Did you know scammers often act like the Internal Revenue Service (IRS) in order to steal taxpayers' information? Scammers often place fraudulent phone calls, send emails, text messages or social media messages pretending to be from a legitimate source. It is important for you to understand how the IRS properly contacts you, so you aren’t the victim of tax ID fraud or identity theft.
According to the IRS, here’s how the IRS will contact you:
Typically, the IRS will first contact you by mail with a notice or a letter. Your notice or letter will explain the reason for the contact and give you instructions on how to handle the issue. Check if your notice or letter is valid by checking your secured IRS online account. Keep in mind, scammers posing as the IRS often contact you claiming they have already sent you a letter or notice.
- Phone call
After the IRS mails you a letter or notice, they may call you. IRS revenue agents, tax compliance officers, or private debt collectors contracted by the IRS may call a taxpayer or tax professional. Keep in mind, the IRS does not leave pre-recorded, threatening messages. Many scammers of tax ID fraud threaten taxpayers by claiming if you do not call back, there will be a warrant issued for your arrest.

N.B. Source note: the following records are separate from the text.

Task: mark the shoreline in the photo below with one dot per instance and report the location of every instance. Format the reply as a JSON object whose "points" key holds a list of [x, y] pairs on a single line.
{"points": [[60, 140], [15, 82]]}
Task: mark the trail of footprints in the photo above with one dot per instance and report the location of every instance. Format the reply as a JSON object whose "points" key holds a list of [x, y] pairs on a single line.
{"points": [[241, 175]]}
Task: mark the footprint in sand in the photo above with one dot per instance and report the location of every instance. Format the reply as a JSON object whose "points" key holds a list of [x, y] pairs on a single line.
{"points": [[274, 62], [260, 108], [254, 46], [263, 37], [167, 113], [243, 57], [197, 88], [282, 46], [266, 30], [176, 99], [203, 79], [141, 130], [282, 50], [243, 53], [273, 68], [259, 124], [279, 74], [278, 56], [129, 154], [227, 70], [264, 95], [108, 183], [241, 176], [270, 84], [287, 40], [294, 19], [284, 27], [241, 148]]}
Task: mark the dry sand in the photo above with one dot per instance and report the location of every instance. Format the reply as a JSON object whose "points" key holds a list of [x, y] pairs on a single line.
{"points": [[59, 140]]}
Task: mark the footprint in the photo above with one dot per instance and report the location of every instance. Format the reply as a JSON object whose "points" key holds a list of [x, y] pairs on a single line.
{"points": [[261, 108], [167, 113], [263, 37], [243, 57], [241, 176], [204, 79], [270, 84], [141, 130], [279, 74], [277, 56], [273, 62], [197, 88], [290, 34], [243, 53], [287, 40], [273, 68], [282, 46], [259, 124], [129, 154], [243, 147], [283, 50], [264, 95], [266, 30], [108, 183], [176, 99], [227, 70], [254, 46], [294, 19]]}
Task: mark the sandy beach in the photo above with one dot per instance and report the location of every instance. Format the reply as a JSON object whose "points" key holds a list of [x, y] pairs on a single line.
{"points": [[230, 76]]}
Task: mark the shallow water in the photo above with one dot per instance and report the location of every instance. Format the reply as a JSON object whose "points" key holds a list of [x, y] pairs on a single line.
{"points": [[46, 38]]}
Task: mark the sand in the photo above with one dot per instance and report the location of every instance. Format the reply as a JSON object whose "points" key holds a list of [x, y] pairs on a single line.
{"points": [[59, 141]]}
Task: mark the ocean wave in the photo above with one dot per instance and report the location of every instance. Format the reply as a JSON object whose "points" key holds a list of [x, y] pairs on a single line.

Be aware, IRS revenue officers and agents might make an unannounced in-person visit to your front door or business. IRS revenue officers will make an in-person visit to request payment of taxes owed by the taxpayer. Remember, payment will never be requested to a source other than the U.S. Treasury. If you are visited by someone claiming to be the IRS, always ask for credentials.
Credentials you should request before giving your information:
• A pocket commission
• Personal Identity Verification Credential (PIV) or also known as LincPass, Smart Card, and CAC card
The IRS sends notices and letters for the following reasons:
• You have a balance due
• You are due a larger or smaller tax refund
• They have a question about your tax return
• To verify your identity
• To get additional information
• To notify you they changed your tax return
• To notify you of delays in processing your return
The IRS calls you for the following reasons:
• To confirm an appointment after mailing you a letter first
• To discuss items for a scheduled audit
• To collect outstanding inactive tax liabilities after receiving a written notice
How the IRS does not contact you by:
The IRS does not initiate contact with taxpayers by email. If you have received a phishing email from someone claiming to be from the IRS, do not reply. If you need to contact the IRS by email, all emails from IRS employees end in “IRS.gov.” Report all unsolicited emails claiming to be from the IRS you may have received to email@example.com.
Text messages or social media
The IRS does not send text messages or contact people through social media. The only text form of communication the IRS uses is via IRS Secure Access. If you receive an unsolicited text message claiming to be from the IRS, do not reply and don’t open any attachments or click links. Forward the *text message to the IRS at 202-552-1226. After you have forwarded it, delete the original text.
How scammers contact you by text messages or via social media platforms:
• Claiming they need your personal or financial information
• To discuss personal tax issues, such as bills or refunds
• In regards to COVID-19 or stimulus paychecks
How scammers contact you by email, claiming to be the IRS:
• Requesting personal information
• Requesting taxes associated with a large investment
• Requesting inheritance information
• Claiming you won the lottery
*Mobile carrier data and text rates may apply.